Por esse projeto estou propondo que a revisão anual do salário mínimo continue a ser em maio - mas talvez fosse até melhor que passasse a ser em 1º de março, independentemente das comemorações do Dia do Trabalho em 1º de maio, que continua sendo uma efeméride fundamental, importantíssima para o trabalhador no mundo inteiro. Não há razão maior para que, na revisão do salário, se espere até maio, se já há elementos necessários a essa revisão a partir do final do mês de janeiro ou do mês de fevereiro. Então, essa revisão, a rigor, poderia ser feita a partir de 1º de março. Mas estou deixando, em minha proposição, a data de 1º de maio, porque é uma tradição deste País.

Estou propondo que essa revisão anual do salário mínimo seja composta de três parcelas. A primeira é simplesmente a recomposição do valor real dos salários, ou seja, uma correção monetária. É a correção correspondente à inflação verificada nos 12 meses anteriores e que não tem, por conseguinte, nenhuma característica de aumento, mas simplesmente de recomposição do valor real na sua expressão monetária.

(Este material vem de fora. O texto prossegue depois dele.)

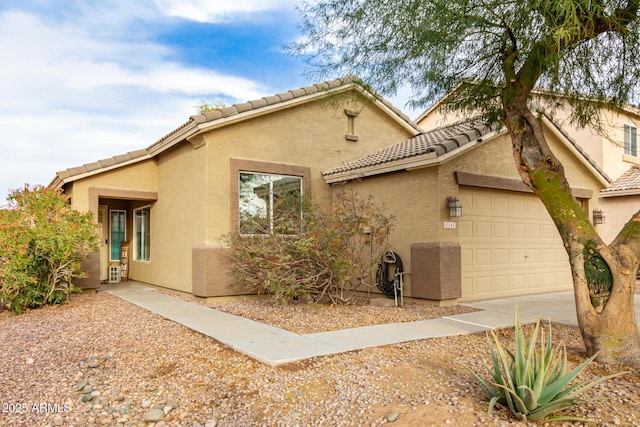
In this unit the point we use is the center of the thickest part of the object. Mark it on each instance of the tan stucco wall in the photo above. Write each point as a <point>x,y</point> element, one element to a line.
<point>618,211</point>
<point>310,135</point>
<point>418,197</point>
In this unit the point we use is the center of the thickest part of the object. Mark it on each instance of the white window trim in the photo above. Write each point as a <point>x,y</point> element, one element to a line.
<point>135,235</point>
<point>632,128</point>
<point>270,213</point>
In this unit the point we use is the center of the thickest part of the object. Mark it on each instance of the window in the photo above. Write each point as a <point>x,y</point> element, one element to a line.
<point>631,140</point>
<point>118,221</point>
<point>142,234</point>
<point>269,203</point>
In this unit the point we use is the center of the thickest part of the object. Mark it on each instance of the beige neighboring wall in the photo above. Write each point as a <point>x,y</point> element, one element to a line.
<point>618,211</point>
<point>418,197</point>
<point>136,177</point>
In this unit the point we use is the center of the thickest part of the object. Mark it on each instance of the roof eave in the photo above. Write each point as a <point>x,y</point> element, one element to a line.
<point>620,193</point>
<point>204,127</point>
<point>411,163</point>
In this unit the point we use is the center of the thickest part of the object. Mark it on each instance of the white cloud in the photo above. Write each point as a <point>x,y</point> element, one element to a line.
<point>73,92</point>
<point>220,10</point>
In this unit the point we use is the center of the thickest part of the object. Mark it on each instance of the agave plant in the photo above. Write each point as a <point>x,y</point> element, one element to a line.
<point>534,383</point>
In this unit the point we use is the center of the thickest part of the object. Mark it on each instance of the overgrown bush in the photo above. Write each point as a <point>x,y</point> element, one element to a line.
<point>42,241</point>
<point>323,254</point>
<point>533,383</point>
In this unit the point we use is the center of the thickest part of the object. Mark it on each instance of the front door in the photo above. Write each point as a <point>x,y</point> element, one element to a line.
<point>103,231</point>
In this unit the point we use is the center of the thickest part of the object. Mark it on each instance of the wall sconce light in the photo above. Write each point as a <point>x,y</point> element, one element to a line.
<point>455,207</point>
<point>598,216</point>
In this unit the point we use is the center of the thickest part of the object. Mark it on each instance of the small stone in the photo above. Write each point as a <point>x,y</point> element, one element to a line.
<point>153,415</point>
<point>393,416</point>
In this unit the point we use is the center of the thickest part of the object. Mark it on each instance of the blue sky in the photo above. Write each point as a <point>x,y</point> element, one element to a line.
<point>82,80</point>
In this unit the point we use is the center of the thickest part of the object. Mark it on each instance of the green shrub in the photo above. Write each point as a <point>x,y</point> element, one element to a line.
<point>533,383</point>
<point>42,241</point>
<point>318,255</point>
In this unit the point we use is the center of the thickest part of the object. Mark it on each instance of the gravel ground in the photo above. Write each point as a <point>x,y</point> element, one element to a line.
<point>101,361</point>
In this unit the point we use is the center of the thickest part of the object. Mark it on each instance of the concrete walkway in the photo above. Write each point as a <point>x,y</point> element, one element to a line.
<point>274,346</point>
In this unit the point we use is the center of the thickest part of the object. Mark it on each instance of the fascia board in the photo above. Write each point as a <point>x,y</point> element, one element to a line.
<point>575,151</point>
<point>620,193</point>
<point>412,163</point>
<point>462,150</point>
<point>59,182</point>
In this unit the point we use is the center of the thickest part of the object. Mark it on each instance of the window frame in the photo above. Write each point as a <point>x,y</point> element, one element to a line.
<point>630,144</point>
<point>136,253</point>
<point>111,212</point>
<point>243,165</point>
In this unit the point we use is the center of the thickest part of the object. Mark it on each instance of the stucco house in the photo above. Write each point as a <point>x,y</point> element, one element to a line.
<point>503,243</point>
<point>174,200</point>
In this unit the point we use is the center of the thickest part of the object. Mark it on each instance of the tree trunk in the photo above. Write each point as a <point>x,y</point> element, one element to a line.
<point>604,277</point>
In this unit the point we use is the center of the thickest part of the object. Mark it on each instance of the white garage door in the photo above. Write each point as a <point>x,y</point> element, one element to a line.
<point>509,246</point>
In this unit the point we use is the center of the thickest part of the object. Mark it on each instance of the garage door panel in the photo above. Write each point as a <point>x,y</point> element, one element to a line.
<point>501,283</point>
<point>509,246</point>
<point>483,257</point>
<point>518,281</point>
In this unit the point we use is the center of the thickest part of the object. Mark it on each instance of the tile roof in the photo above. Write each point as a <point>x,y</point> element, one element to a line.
<point>182,131</point>
<point>630,180</point>
<point>436,142</point>
<point>267,101</point>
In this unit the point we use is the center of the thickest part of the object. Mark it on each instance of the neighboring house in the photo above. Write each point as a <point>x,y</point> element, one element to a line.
<point>176,200</point>
<point>222,170</point>
<point>504,243</point>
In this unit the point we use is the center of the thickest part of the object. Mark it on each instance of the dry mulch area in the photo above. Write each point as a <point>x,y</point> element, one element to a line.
<point>130,362</point>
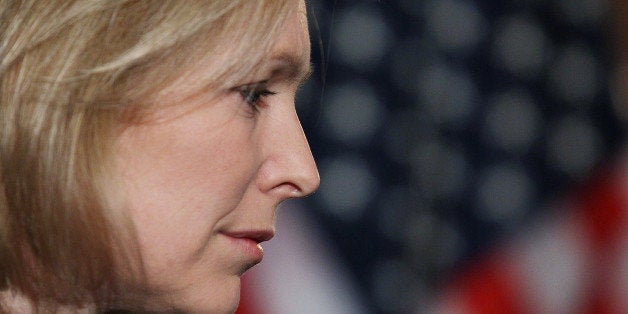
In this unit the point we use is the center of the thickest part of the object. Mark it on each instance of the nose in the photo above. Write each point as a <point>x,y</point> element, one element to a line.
<point>288,169</point>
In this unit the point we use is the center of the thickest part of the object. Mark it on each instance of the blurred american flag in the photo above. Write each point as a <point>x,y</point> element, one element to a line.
<point>471,162</point>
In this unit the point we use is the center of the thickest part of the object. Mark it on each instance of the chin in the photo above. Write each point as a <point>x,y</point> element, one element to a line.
<point>223,298</point>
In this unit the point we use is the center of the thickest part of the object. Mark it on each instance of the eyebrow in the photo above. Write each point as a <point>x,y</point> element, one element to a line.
<point>291,68</point>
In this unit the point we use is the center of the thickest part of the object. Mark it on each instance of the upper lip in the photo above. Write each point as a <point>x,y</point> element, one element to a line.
<point>258,236</point>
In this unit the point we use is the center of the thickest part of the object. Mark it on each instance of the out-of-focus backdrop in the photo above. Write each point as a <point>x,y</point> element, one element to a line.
<point>470,161</point>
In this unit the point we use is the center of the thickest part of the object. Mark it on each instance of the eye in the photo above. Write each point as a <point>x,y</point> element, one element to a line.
<point>254,93</point>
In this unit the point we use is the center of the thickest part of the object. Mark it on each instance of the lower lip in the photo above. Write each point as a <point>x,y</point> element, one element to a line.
<point>250,248</point>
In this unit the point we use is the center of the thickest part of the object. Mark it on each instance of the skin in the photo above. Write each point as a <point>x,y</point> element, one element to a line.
<point>197,180</point>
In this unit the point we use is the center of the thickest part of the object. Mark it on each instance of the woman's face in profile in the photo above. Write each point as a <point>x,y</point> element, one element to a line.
<point>204,186</point>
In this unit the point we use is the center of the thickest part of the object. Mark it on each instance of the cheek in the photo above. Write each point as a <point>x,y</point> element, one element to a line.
<point>181,182</point>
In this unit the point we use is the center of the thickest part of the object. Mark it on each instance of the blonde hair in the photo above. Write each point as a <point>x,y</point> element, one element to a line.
<point>71,74</point>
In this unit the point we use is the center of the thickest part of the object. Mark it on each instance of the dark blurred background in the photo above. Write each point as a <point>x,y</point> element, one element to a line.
<point>445,127</point>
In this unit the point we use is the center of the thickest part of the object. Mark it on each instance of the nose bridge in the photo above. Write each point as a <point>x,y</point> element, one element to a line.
<point>289,163</point>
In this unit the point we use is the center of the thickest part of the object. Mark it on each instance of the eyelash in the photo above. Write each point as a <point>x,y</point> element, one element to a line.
<point>253,93</point>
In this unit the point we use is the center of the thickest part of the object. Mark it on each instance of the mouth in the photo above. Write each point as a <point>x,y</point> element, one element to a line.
<point>248,243</point>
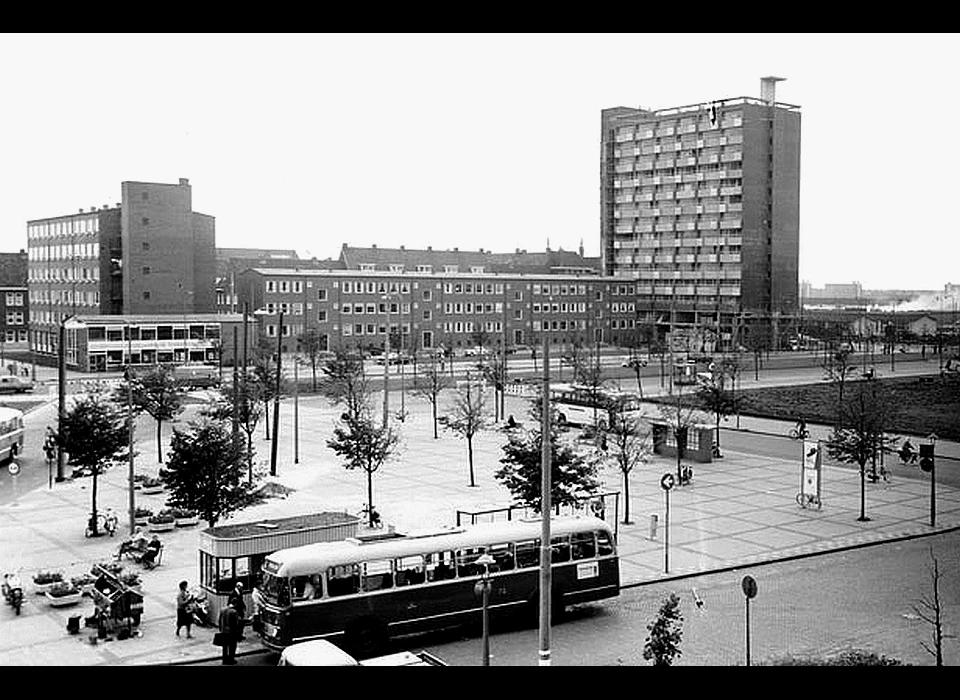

A segunda parcela seria correspondente ao aumento da produtividade geral que a economia nacional alcançou no ano anterior. Como se mede essa produtividade? Trata-se de um índice que se pode medir setorialmente. No entanto, como a política de salário mínimo é genérica - não é uma política setorial, é global -, o índice capaz de traduzir o valor médio do aumento da produtividade da economia, ou seja, da produtividade por trabalhador da economia no ano anterior é o aumento da renda per capita. Assim, o aumento da renda dividido pelo número de habitantes dá o aumento de produtividade. E esse aumento de produtividade seria incorporado, em percentual, também, à recuperação do salário mínimo.

Até esse ponto, Sr. Presidente, não estaria ocorrendo redistribuição de renda, ou seja, nenhum efeito redistributivo, tão somente se estaria recuperando o valor monetário do salário mínimo, pela correção monetária, somada ao aumento de produtividade, que obviamente deve ser aplicado a todos os brasileiros, incluindo os que ganham salário mínimo. Por conseguinte, estaria havendo o reconhecimento da contribuição daqueles brasileiros que ganham salário mínimo ao aumento de produtividade geral da economia.

A esse valor se acrescentaria, então, uma terceira parcela, que seria a parcela política, a parcela redistributiva, ou seja, aquela que se acresce à recuperação do valor real mais o aumento da produtividade média da economia. E essa parcela seria determinada por uma banda de variação que a lei poderia fixar - ultimamente se tem usado muito essa expressão, “banda”, para definir uma margem, os limites de uma variação.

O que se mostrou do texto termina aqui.